Flicker taught her how to mend a rent in a dragonet’s wing. The thin, supple wing membrane was also extraordinarily sensitive, so he first had her find the right combination of herbs–numb wort, tergaroot and pungent wandering monk’s-flower–which Lia helped to prepare two ways, firstly for eating and secondly, for smearing on the wound to numb it. Then, having readied thorn needles and thread, she was equipped for the task. Fra’aniorian lace embroidery, regarded as the finest in the Island-World, was an art form of which Hualiama had only ever scratched the surface. Flicker made her demonstrate her sewing skills on leaves before he allowed her near his wing. This triggered a hissing-contest between Human and dragonet.
She drew together the ragged edges of his wing membrane and set her nimble fingers to the task, starting by gluing together two severed wing struts, which to her resembled cartilage but were clearly much stronger, and then working on the surface itself.

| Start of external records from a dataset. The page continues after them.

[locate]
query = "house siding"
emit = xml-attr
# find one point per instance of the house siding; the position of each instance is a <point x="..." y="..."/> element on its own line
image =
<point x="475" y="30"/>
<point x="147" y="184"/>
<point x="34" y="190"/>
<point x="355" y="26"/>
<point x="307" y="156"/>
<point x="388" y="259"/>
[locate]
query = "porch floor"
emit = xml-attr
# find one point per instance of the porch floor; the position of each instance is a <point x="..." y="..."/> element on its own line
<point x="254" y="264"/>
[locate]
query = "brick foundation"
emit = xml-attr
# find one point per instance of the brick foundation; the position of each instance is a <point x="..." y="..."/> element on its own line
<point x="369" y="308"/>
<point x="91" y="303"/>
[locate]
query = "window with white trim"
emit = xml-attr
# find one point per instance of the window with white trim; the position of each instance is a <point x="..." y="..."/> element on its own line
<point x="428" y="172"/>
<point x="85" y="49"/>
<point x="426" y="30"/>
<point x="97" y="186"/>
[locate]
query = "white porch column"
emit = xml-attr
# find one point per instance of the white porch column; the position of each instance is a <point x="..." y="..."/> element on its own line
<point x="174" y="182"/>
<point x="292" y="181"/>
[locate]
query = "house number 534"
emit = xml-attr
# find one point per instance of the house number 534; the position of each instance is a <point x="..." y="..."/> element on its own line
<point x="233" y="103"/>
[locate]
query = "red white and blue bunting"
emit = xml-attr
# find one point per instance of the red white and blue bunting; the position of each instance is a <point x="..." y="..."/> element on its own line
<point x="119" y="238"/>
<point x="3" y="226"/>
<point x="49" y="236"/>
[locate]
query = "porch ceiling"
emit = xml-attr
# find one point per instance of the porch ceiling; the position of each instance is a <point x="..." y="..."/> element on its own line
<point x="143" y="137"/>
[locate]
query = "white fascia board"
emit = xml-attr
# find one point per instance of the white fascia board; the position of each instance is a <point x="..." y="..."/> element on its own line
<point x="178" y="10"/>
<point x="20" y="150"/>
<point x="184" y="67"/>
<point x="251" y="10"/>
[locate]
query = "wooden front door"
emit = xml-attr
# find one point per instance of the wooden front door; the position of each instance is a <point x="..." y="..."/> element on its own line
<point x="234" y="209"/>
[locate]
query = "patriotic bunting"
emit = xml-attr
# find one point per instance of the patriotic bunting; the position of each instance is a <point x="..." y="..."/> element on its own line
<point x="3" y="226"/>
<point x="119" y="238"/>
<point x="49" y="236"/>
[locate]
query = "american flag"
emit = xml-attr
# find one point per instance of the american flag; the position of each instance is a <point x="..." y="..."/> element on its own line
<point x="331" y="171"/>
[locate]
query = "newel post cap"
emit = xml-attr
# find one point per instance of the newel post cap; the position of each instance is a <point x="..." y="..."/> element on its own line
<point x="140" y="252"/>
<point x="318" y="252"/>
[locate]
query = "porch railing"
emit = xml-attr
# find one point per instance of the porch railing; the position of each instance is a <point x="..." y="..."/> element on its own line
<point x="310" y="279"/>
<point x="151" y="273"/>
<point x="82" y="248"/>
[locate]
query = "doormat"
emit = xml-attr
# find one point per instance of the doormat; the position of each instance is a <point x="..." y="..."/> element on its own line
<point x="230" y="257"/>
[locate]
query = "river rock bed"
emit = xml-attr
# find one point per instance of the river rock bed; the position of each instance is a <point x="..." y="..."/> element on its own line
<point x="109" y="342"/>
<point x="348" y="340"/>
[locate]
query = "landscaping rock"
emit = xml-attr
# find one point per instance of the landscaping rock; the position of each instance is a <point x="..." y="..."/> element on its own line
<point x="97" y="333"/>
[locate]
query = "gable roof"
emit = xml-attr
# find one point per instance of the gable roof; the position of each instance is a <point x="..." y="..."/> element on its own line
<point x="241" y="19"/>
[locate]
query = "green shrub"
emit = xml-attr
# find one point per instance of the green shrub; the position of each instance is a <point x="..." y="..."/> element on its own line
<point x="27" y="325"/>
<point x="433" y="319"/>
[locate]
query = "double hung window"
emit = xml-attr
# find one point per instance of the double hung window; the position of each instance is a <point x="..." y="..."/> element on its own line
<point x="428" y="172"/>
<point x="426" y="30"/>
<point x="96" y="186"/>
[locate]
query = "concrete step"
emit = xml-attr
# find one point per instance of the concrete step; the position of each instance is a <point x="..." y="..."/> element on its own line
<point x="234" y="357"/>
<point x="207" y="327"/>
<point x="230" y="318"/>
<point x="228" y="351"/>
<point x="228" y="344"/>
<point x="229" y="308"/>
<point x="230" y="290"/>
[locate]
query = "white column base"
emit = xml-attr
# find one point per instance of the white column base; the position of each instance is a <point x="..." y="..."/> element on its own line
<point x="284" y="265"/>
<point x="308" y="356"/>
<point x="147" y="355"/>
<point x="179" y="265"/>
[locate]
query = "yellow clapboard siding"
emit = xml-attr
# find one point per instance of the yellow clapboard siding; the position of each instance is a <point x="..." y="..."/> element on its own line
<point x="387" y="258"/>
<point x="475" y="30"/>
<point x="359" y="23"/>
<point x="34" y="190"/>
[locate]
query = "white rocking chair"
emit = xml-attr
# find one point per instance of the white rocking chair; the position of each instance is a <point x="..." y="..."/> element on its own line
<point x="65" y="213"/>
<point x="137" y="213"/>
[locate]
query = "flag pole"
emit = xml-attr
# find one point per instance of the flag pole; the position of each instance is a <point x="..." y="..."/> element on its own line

Lia muttered, “Your wing surface is amazing. Are these all tiny muscles along here? Get your muzzle out of the way, silly.”
Shards take it, straw-head, I’ll bite you if you make a single mistake with that needle.
“Will you pack the fangs away?”
A Dragon’s wing has three joints, Flicker began in his pompous lecturing tone, pointing at them with his tongue.
Hold still, she replied in Dragonish.
He sniffed, Listen to your teacher, you ignorant talking ape.
Shall I sew your lips together? Lia replied, with her sweetest smile.
How’s about I chew your flapping ears into an actually pretty shape? The dragonet seemed pleased by her rippling laughter. Now, the shoulder joint is also the primary wing joint, anchoring the major flight muscles to the keel bone of the chest. The secondary wing joint is akin to your elbow, but it bends forward through one hundred and ten degrees or more, and can be fixed in place by the action of the muscles. And the tertiary joint here, toward the end, is like your wrist, but much more useful, of course.
Oh, of course, Hualiama put in, biting her lip as she concentrated.